​CBAO Seniors Day Program- Culturally Sensitive Care for Our Elders 

The legendary investor and philanthropist Warren Buffet once said that “the only way you do significant things is taking on tough things.” More than six years ago, a group of like-minded individuals — many of them members of our credit union — formed the Calabrian Benevolent Association of Ontario (CBAO). 

Almost from inception, members identified one particularly tough challenge: the dignified care of individuals living with dementia. 

The CBAO Seniors Day Program, which operates in Vaughan in collaboration with COSTI Immigrant Services, supports Italian seniors living with early stage dementia, their families and caregivers. Dr. Giovanni Marotta is the program’s medical director. 

This unique day program holds special significance for our credit union, and on behalf of our members, we have been proud to support it since it launched in late 2016, through fundraising efforts such as Una Serata in Calabria or volunteerism; our president and CEO, Fausto Gaudio, currently serves as the association’s chair and staff often volunteer their time and talents.
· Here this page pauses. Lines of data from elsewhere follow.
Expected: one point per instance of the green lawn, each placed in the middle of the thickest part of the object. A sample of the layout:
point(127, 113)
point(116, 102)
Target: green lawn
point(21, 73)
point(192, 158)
Caring for someone with dementia poses significant challenges. This unique program is designed to deliver support and addresses the particular needs of Italian-speaking seniors with early stage dementias like Alzheimer’s disease. It is based on research that shows the decline associated with dementia can be slowed through physical and mental exercises and socialization. In fact, very simple lifestyle changes, such as increasing physical activity, can have a tremendous impact on moderating dementias.

Recent enhancements distinguish it from other day programs:

  • A three-step intake (assessment) which includes a service trial or try-out day
  • Empathetic support in the form of hospital and home visits following hospitalization
  • Education-based activities like drawing classes
  • Nutrition-balanced meal plans that include healthy and colourful dessert plates
  • New support group for caregivers.

With an estimated 228,000 Ontarians living with dementia, and with this number expected to double within two decades, this culturally sensitive program is one step in addressing a serious public health issue as well as the life-altering impacts of dementia on our nonni and the burden borne by family members who care for them.